# Counterfactual Risk Minimisation (CRM)

In [None]:
!pip install recogym torch
!pip install git+git://github.com/criteo-research/bandit-reco.git#subdirectory=notebooks 

In [None]:
%matplotlib inline

import gym 
import matplotlib.pyplot as plt
import numpy as np
import pandas as pd
import torch
import torch.nn.functional as F
from torch.autograd import Variable

from recogym.envs.session import OrganicSessions
from recogym import env_1_args, Configuration
from recogym import DefaultContext
from recogym.agents import Agent
from recogym.envs.observation import Observation
from recogym import verify_agents
from recogym.evaluate_agent import plot_verify_agents
from recogym.agents import FeatureProvider, OrganicUserEventCounterAgent, organic_user_count_args

from util import FullBatchLBFGS

# Set style for pretty plots
plt.style.use('ggplot')

P = 10  # Number of Products
U = 2000 # Number of Users

# You can overwrite environment arguments here:
env_1_args['random_seed'] = 42
env_1_args['num_products'] = P
env_1_args['number_of_flips'] = P//2
env_1_args['sigma_mu_organic'] = 3
env_1_args['sigma_omega'] = 0.1

# Initialize the gym for the first time by calling .make() and .init_gym()
env = gym.make('reco-gym-v1')
env.init_gym(env_1_args)
env.reset()

## Data generation


We generate data with a popularity agent plus some randomness for exploration (`epsilon`).


In [None]:
# Generate RecoGym logs for U users
logger = OrganicUserEventCounterAgent(Configuration({**organic_user_count_args,
                                                     'select_randomly': True,
                                                     'random_seed': 1221, # 1220
                                                     'epsilon': 0.001}))
reco_log = env.generate_logs(U, agent = logger)

Let's have a quick look at the logs

In [None]:
reco_log.head(5)

We will use the popularity agent as the baseline.
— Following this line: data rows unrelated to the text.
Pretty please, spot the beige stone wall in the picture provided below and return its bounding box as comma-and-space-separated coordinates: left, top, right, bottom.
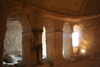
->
79, 17, 100, 58
4, 21, 22, 56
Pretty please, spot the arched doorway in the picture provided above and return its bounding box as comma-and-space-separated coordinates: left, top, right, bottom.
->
3, 13, 31, 66
72, 25, 82, 55
63, 23, 73, 59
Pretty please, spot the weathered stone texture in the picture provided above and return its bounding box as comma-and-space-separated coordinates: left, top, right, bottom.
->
80, 17, 100, 57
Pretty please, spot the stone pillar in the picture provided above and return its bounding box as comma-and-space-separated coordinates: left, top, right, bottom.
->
19, 31, 31, 66
31, 29, 43, 65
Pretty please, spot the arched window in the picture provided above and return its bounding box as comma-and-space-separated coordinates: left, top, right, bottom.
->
63, 23, 72, 59
72, 25, 82, 54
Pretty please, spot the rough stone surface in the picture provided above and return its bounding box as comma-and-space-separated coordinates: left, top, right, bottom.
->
4, 21, 22, 56
80, 17, 100, 58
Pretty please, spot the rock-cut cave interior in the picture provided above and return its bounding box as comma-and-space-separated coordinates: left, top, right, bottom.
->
0, 0, 100, 67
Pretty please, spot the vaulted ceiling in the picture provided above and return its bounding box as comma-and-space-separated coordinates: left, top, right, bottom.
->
28, 0, 100, 16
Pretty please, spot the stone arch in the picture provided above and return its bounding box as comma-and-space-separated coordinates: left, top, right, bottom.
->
3, 12, 31, 66
63, 22, 73, 59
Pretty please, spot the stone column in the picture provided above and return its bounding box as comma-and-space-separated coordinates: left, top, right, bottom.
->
31, 29, 43, 65
46, 31, 55, 61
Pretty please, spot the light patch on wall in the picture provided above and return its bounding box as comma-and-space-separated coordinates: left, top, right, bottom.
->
72, 32, 80, 47
42, 27, 47, 58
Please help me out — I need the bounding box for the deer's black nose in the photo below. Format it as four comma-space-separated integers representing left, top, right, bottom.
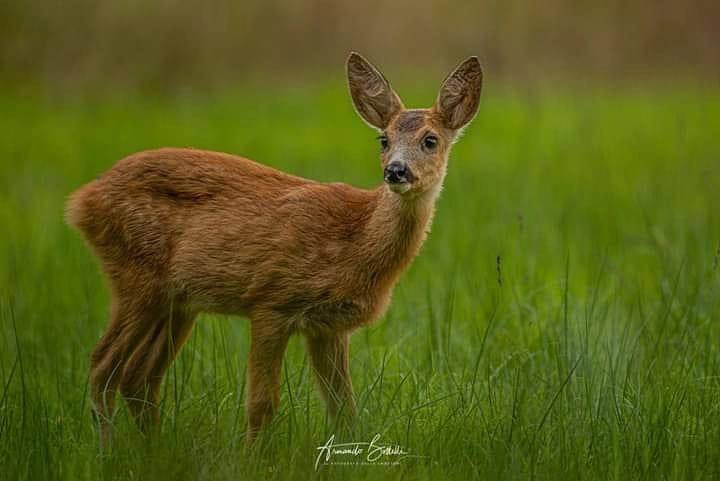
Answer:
385, 162, 412, 184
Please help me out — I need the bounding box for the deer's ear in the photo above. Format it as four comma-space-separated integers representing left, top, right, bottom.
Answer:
433, 57, 482, 130
347, 52, 403, 129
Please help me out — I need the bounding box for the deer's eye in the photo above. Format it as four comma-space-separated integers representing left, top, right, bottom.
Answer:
378, 135, 390, 152
423, 135, 437, 152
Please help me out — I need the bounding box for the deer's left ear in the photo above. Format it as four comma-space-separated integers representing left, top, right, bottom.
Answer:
433, 57, 482, 130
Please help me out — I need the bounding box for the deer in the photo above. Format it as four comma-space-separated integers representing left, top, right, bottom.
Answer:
66, 52, 483, 445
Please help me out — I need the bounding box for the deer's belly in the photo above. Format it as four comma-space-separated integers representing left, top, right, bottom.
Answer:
296, 295, 390, 334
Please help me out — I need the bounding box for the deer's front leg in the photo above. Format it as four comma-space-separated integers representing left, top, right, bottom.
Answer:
306, 332, 357, 418
246, 317, 290, 442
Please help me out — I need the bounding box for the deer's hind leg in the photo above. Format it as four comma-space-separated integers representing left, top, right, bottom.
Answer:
120, 301, 195, 431
90, 299, 143, 447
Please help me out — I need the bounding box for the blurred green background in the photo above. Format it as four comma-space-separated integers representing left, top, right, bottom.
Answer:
0, 0, 720, 481
0, 0, 720, 90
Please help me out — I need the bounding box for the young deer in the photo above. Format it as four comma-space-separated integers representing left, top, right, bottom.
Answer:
67, 53, 482, 443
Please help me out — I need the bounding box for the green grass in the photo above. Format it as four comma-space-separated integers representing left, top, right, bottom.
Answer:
0, 82, 720, 481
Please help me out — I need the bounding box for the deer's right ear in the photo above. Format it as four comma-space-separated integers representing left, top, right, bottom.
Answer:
347, 52, 403, 130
It basically predict the organic product that has been seen the most so far by the user. It is a simple but actually strong baseline.

In [None]:
organic_counter_agent = OrganicUserEventCounterAgent(
    Configuration({**organic_user_count_args, 'select_randomly': False, 'exploit_explore': False, 'epsilon': 0.0}))

In [None]:
N_USERS_AB_TEST = 5000
result_AB = verify_agents(env, N_USERS_AB_TEST, {'User-pop': organic_counter_agent})
plot_verify_agents(result_AB)
None

## Contextual Bandits

### Data set transformation

In order to feed logs to a model, we need to transform them such that we have a dataset consisting in sequences of user context $x$, taken action $a$, reward $c$ and propensity scores $p$.

In [None]:
class ProductCountFeatureProvider(FeatureProvider):
    """This feature provider creates a user state based on viewed product count.
    Namely, the feature vector of shape (n_products, ) contains for each product how many times the
    user has viewed them organically.
    """

    def __init__(self, config):
        super(ProductCountFeatureProvider, self).__init__(config)
        self.feature_data = np.zeros((self.config.num_products)).astype(int)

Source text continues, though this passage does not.